Wer bereits ein strukturiertes ISMS nach ISO 27001 betreibt, muss für den CRA nicht bei null anfangen. Allerdings deckt die ISO 27001 vor allem das Managementsystem und die Risikoanalyse ab.

Nach unserer Erfahrung aus der Praxis ist das nur rund ein Drittel der CRA-Anforderungen.
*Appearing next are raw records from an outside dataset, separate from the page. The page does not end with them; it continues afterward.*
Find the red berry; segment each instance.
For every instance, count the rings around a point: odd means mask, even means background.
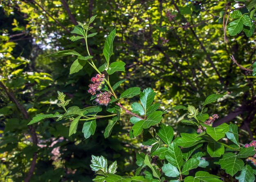
[[[96,78],[95,77],[93,77],[92,78],[92,79],[91,79],[91,81],[92,82],[94,82],[94,81],[95,81],[95,79],[96,79]]]

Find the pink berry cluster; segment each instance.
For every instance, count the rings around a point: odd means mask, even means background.
[[[256,140],[252,140],[249,144],[246,143],[245,144],[245,148],[249,147],[254,147],[254,150],[256,151]],[[251,161],[254,166],[256,166],[256,154],[252,157],[249,157],[246,159],[247,161]]]
[[[97,74],[95,77],[93,77],[91,79],[93,83],[89,85],[90,89],[88,92],[93,95],[96,94],[96,91],[100,91],[102,88],[102,86],[105,84],[104,80],[105,75],[104,74]]]
[[[204,122],[204,124],[210,126],[213,123],[216,119],[218,119],[218,118],[219,118],[219,116],[218,114],[215,114],[213,115],[212,116],[209,116],[209,118]],[[203,127],[204,129],[206,129],[205,127]],[[202,130],[201,128],[198,127],[198,129],[197,130],[197,132],[198,134],[200,134],[201,133],[203,132],[203,130]]]
[[[111,94],[109,92],[104,92],[102,93],[101,92],[101,93],[97,94],[95,101],[97,103],[101,105],[107,105],[110,101],[110,96]]]

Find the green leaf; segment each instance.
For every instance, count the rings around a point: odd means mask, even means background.
[[[200,182],[200,180],[193,176],[187,176],[184,179],[184,182]]]
[[[96,121],[94,119],[87,121],[83,124],[82,132],[85,138],[88,138],[91,135],[93,135],[96,128]]]
[[[197,124],[195,121],[186,119],[182,119],[180,122],[186,125],[196,125]]]
[[[71,41],[74,42],[76,40],[79,40],[79,39],[83,39],[83,37],[73,35],[72,37],[70,37],[70,39]]]
[[[249,165],[245,165],[243,168],[240,175],[238,176],[236,176],[236,179],[238,180],[239,182],[255,181],[255,176],[252,167]]]
[[[70,136],[71,135],[76,133],[76,129],[77,129],[77,125],[78,125],[78,122],[82,116],[78,116],[76,117],[71,122],[70,126],[70,132],[68,136]]]
[[[124,92],[120,96],[120,98],[131,98],[140,93],[139,87],[132,87]]]
[[[62,57],[63,56],[68,56],[69,55],[76,55],[77,56],[81,56],[81,55],[76,51],[73,50],[61,50],[56,53],[52,53],[48,55],[45,56],[46,57],[50,56],[52,57]]]
[[[130,177],[123,177],[115,174],[107,174],[107,182],[131,182]]]
[[[131,118],[130,118],[130,122],[132,124],[134,125],[137,123],[139,121],[141,121],[141,119],[140,119],[139,118],[137,118],[137,117],[132,116]]]
[[[230,18],[233,19],[236,19],[240,18],[242,15],[242,12],[239,10],[234,10],[230,13]]]
[[[234,153],[231,152],[225,153],[219,163],[221,168],[232,176],[238,171],[241,171],[244,165],[242,160],[238,158]]]
[[[145,160],[144,160],[144,163],[149,168],[152,170],[153,176],[157,178],[160,179],[160,176],[158,175],[156,171],[156,170],[153,167],[151,163],[149,161],[149,158],[148,156],[146,155],[145,157]]]
[[[70,75],[78,72],[83,69],[83,67],[86,64],[86,61],[84,60],[79,60],[78,59],[76,59],[73,62],[70,70]]]
[[[74,27],[74,30],[71,31],[71,33],[80,35],[83,37],[85,37],[85,36],[83,27],[80,25],[76,25]]]
[[[106,180],[106,177],[102,175],[97,175],[94,179],[92,179],[92,181],[95,182],[105,182]]]
[[[132,103],[131,105],[131,107],[132,109],[132,112],[133,113],[137,114],[141,116],[144,115],[144,111],[143,107],[140,104],[137,102]]]
[[[248,37],[251,37],[252,36],[255,30],[255,25],[254,24],[252,24],[252,26],[249,27],[244,26],[243,28],[243,31],[245,32],[245,35],[246,35],[246,36]]]
[[[92,23],[92,22],[95,19],[97,16],[97,15],[94,15],[94,16],[93,16],[92,17],[91,17],[90,18],[90,20],[89,20],[89,22],[88,23],[88,24],[90,24],[91,23]]]
[[[207,134],[216,141],[225,136],[225,133],[228,132],[229,129],[229,125],[225,123],[215,127],[204,124],[202,125],[206,128]]]
[[[150,114],[143,123],[143,128],[148,128],[151,126],[159,123],[163,118],[162,111],[155,111]]]
[[[193,152],[197,149],[201,147],[202,145],[202,144],[200,144],[198,145],[194,145],[189,148],[184,149],[182,150],[182,157],[185,160],[187,160]]]
[[[180,175],[177,168],[169,163],[164,164],[162,167],[162,170],[165,175],[169,177],[177,177]]]
[[[243,15],[243,23],[247,26],[252,26],[252,20],[249,16],[247,15]]]
[[[113,127],[114,127],[114,125],[116,124],[117,121],[113,121],[111,120],[108,121],[108,126],[107,126],[107,127],[106,127],[105,132],[104,132],[104,136],[105,138],[108,137],[110,136],[111,132],[112,132]]]
[[[31,125],[37,123],[46,118],[59,118],[62,115],[60,114],[58,112],[56,112],[54,114],[36,114],[35,117],[33,118],[32,120],[27,125]]]
[[[160,106],[160,104],[157,103],[156,104],[154,104],[151,105],[148,108],[148,110],[146,113],[146,116],[148,116],[149,114],[151,114],[152,112],[155,111],[158,109],[158,107]]]
[[[165,155],[165,158],[172,165],[180,169],[183,162],[180,149],[176,143],[173,143],[169,146],[169,149]]]
[[[151,88],[147,88],[143,90],[139,94],[139,100],[144,107],[145,113],[148,108],[150,106],[154,101],[155,92]]]
[[[108,75],[112,75],[116,71],[124,71],[125,63],[123,61],[116,61],[112,63],[107,69],[107,72]]]
[[[152,136],[149,132],[143,133],[143,142],[142,145],[151,145],[156,142],[158,142],[158,140],[155,137]]]
[[[107,69],[107,66],[106,64],[106,63],[105,63],[102,65],[100,67],[99,67],[98,69],[100,72],[102,72],[103,71],[104,71],[104,70]]]
[[[62,116],[62,118],[72,114],[82,115],[81,110],[77,106],[72,106],[67,109],[67,112]]]
[[[109,35],[108,35],[105,42],[103,54],[107,61],[108,65],[109,64],[110,58],[113,54],[113,41],[116,35],[115,28],[112,31]]]
[[[237,154],[238,158],[246,158],[248,157],[254,156],[255,154],[254,147],[241,149],[241,150]]]
[[[188,108],[186,107],[185,107],[184,105],[178,105],[174,106],[171,108],[172,110],[178,110],[180,109],[183,109],[184,110],[187,110]]]
[[[145,120],[141,120],[134,124],[132,129],[133,131],[133,136],[135,137],[139,135],[143,130],[143,123]]]
[[[108,172],[108,161],[103,156],[99,157],[92,155],[91,162],[90,167],[92,170],[95,172],[101,170],[105,173]]]
[[[168,148],[165,147],[162,147],[157,149],[154,151],[151,155],[153,156],[157,156],[160,159],[163,160],[165,158],[165,156],[167,155]]]
[[[157,134],[168,146],[171,145],[173,137],[173,129],[171,126],[166,126],[164,124],[160,123]]]
[[[211,157],[220,157],[225,152],[224,145],[218,143],[209,143],[207,151]]]
[[[209,115],[208,114],[199,114],[196,115],[196,118],[200,121],[204,121],[209,118]]]
[[[199,160],[194,158],[191,158],[186,161],[182,168],[181,173],[184,175],[188,175],[190,170],[196,168],[199,164]]]
[[[202,182],[222,182],[222,180],[218,179],[220,177],[210,174],[208,172],[205,171],[197,172],[195,178]]]
[[[110,174],[115,174],[117,172],[117,164],[116,160],[108,167],[108,172]]]
[[[243,26],[243,20],[240,18],[229,23],[227,26],[227,30],[230,35],[234,36],[241,32]]]
[[[112,88],[113,89],[113,90],[115,91],[117,88],[119,87],[119,86],[123,82],[126,81],[126,79],[124,79],[123,80],[120,80],[118,82],[116,83],[115,85],[113,86],[112,87]]]
[[[234,124],[230,124],[229,128],[229,132],[225,133],[226,136],[228,139],[239,146],[237,126]]]
[[[217,100],[218,99],[222,97],[223,95],[221,94],[212,94],[211,95],[210,95],[208,96],[207,97],[205,101],[204,101],[204,105],[203,106],[207,105],[207,104],[209,104],[210,103],[211,103],[212,102],[214,102],[215,101]]]
[[[198,137],[197,134],[180,134],[181,138],[178,138],[175,142],[179,146],[184,148],[190,147],[202,142],[206,142],[202,137]]]

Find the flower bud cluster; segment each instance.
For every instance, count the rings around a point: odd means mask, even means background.
[[[109,92],[104,92],[103,93],[101,93],[97,94],[95,101],[99,104],[101,105],[107,105],[110,101],[110,96],[111,94]]]
[[[219,118],[219,116],[218,114],[215,114],[213,115],[212,116],[209,116],[209,118],[204,122],[204,124],[209,126],[211,125],[212,125],[212,123],[213,123],[216,119],[218,119],[218,118]],[[203,127],[203,128],[204,130],[206,129],[205,127]],[[203,132],[203,130],[201,128],[198,127],[198,129],[196,132],[198,132],[198,133],[200,134],[201,133]]]
[[[91,80],[93,83],[89,85],[90,89],[88,90],[88,92],[93,95],[96,94],[96,91],[100,91],[105,84],[104,78],[104,74],[97,74],[95,77],[92,78]]]
[[[249,144],[246,143],[244,146],[245,148],[249,147],[254,147],[254,150],[256,151],[256,140],[252,140]],[[256,154],[252,157],[249,157],[246,159],[247,161],[250,161],[254,166],[256,166]]]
Den weitaus größeren, produktbezogenen Teil müssen Unternehmen gezielt ergänzen.

Die entscheidenden Lücken liegen selten im organisatorischen Kern, sondern bei der Produktentwicklung und -pflege: Security by Design, Schwachstellenbehandlung über den gesamten Unterstützungszeitraum, sichere Updates, eine belastbare SBOM und eine prüffähige technische Dokumentation.

Wer diese Bereiche konsequent in sein ISMS einbindet und damit ein integriertes Managementsystem (nach ISO 27001 und CRA) entwickelt, schafft die Grundlage für eine CRA-konforme Produktentwicklung.

Das vermeidet teure Nachbesserungen kurz vor Ablauf der Fristen. Am besten beginnen Sie jetzt mit der Bestandsaufnahme, solange Sie das Tempo noch selbst bestimmen können.